«Questa non è un albergo!» — il fratello di mio marito si è sistemato da noi, e io non riesco a mandarlo via
Due anni fa, io e mio marito finalmente ci trasferimmo nel nostro appartamento. Piccolo, ma nostro. In verità, apparteneva alla sua famiglia, e prima di noi ci aveva vissuto per anni suo fratello maggiore, Loris. Dire che ero entusiasta di questo fatto sarebbe una bugia. Ma sapevo bene: la famiglia è importante, bisogna rispettarla. Cercai di accettare, di non intromettermi, di essere “comprensiva”.
Ma Loris aveva un difetto: mi infastidiva fin dal principio. Trentacinque anni, e non aveva mai lavorato seriamente un giorno in vita sua, viveva alle spalle della madre e si comportava come se tutti gli dovessero qualcosa. Saputello, moralista, si atteggiava a filosofo. Ma in realtà era un fannullone come pochi.
Quando ci trasferimmo, Loris non c’era — era partito per Bolzano, dove diceva di “studiare” e voleva rimanere a vivere. Mia suocera ci diede il permesso di fare ciò che volevamo con l’appartamento: ristrutturazione, mobili — tutto secondo i nostri gusti. Lei stessa diceva che Loris non sarebbe più tornato. E onestamente, era impossibile viverci. Non era una casa, ma una tana squallida, impregnata di fumo, piena di polvere e macchie.

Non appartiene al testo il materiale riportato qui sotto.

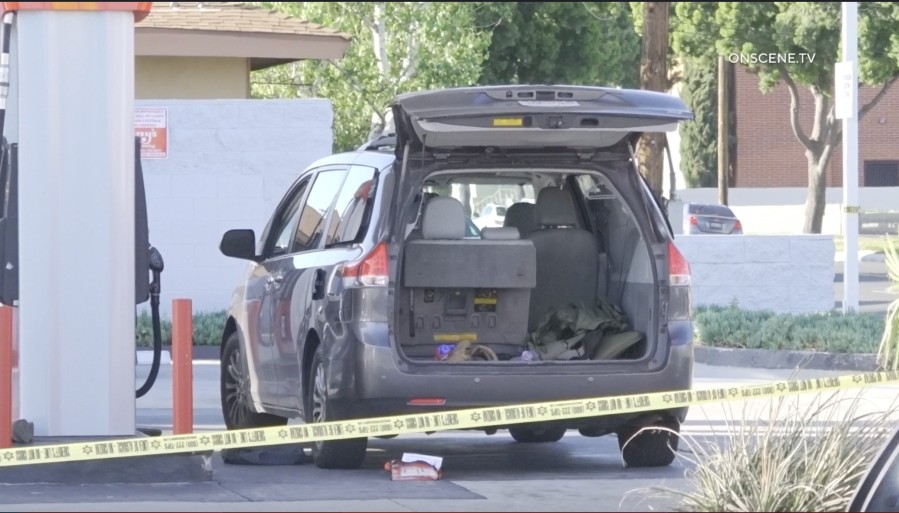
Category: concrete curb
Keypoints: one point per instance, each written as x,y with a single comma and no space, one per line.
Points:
769,359
863,256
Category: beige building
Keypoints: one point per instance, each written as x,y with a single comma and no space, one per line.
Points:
206,50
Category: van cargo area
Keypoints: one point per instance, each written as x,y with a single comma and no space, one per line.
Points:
566,277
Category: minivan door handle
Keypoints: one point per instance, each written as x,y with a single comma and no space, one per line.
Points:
318,291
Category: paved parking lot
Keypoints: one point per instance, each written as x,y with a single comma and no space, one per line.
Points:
874,284
481,473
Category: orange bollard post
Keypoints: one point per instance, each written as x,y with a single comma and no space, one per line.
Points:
182,367
6,364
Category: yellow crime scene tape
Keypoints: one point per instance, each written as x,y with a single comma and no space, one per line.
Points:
473,418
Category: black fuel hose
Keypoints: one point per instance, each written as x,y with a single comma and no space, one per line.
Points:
156,265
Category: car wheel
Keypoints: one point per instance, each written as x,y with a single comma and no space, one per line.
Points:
536,436
331,454
650,447
235,388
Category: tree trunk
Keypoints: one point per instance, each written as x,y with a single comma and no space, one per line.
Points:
654,77
817,186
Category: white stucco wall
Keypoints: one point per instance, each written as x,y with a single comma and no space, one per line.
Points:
229,163
786,274
782,210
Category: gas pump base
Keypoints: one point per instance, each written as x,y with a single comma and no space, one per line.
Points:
163,469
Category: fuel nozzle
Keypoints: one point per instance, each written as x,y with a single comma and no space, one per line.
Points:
156,267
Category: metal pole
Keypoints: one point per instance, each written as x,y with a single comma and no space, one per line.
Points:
723,134
850,161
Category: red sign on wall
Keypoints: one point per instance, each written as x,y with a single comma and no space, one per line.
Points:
151,125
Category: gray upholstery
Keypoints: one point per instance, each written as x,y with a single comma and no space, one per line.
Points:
522,217
567,258
444,219
470,263
505,233
555,208
458,285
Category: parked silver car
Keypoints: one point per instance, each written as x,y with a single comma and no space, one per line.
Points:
702,219
353,288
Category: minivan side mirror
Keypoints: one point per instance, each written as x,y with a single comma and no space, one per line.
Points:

Carta da paroi color marrone sporco, soffitto con aloni, divano con le molle che spuntavano. Sembrava che lì non avessero vissuto persone, ma… non so cosa. In ogni angolo c’era sporcizia, e l’odore era quello di una vecchia sala fumatori. Io e mio marito passammo giorni a buttare sacchi di immondizia, poi dormimmo per settimane su un materasso e mangiammo su scatoloni. Ma poi — mobili nuovi, pareti chiare, comodità, calore. L’appartamento riprese vita, diventò una vera casa.
E per due anni vivemmo in pace. Senza ospiti indesiderati, senza litigi rumorosi. Avevo quasi dimenticato chi fosse Loris. Ma un giorno mia suocera chiamò — con una voce tremante, quasi un sussurro: «Loris torna. Lì non gli è andata bene».
Mio marito reagì con calma. Disse che al fratello era andata male, succede. Ma qualche giorno dopo, la suocera richiamò: «Non verrà da me, ma da voi. Gliel’ho proposto, ma ha rifiutato. Io ho una casa in campagna, ma lui, guarda un po’, vuole stare in città». Nella sua voce c’era stanchezza. Sapeva di metterci in difficoltà, ma non aveva altra scelta.
Loris arrivò. Con una valigia, le sigarette, e le sue abitudini. Non abbiamo ancora figli, lo spazio è poco, ma gli demmo la cucina come suo angolo con un letto pieghevole. Pensai che sarebbe rimasto una settimana o due. Mi sbagliavo. Si sistemò “a lungo”.
E cominciò. Piatti sporchi nel lavandino. Impronte di scarpe ovunque, persino sul tappeto vicino al letto. Il portacenere in cucina sempre pieno. Le finestre non si potevano aprire — il fumo era così denso che sembrava di stare in una cantina. E soprattutto, quel tono: «Perché compri così tanta carne? Bisogna risparmiare». «Lavi male le mensole». «Il detersivo è costoso, perché lo usi?».
Lui, che non aveva mai lavorato, ora mi insegnava come vivere. E io sopportavo. Mio marito fu mandato in trasferta per lavoro — tre mesi. E io rimasi con quel… coinquilino.
Cercai di spiegarlo a mio marito. Dissi che mi pesava, che non volevo vivere sotto lo stesso tetto con un uomo estraneo che neanche ringraziava per la cena. Ma lui si limitò a sospirare: «È mio fratello. Sta attraversando un momento difficile. Abbi pazienza».
Ma io non ce la faccio più. È casa mia. È la mia aria, il mio spazio. Io pulisco, cucino, tengo tutto in ordine. Lui invece vive — come se fosse normale. Non voglio sembrare un’isterica davanti a mio marito. Ma io non sono una governante né la padrona di una pensione. Non viviamo in una comune.
Cosa devo fare? Sopportare in silenzio sporco, sigarette e prediche? O impormi e rischiare la pace familiare? Ho paura che, cercando di mantenere l’armonia in casa, perderò me stessa.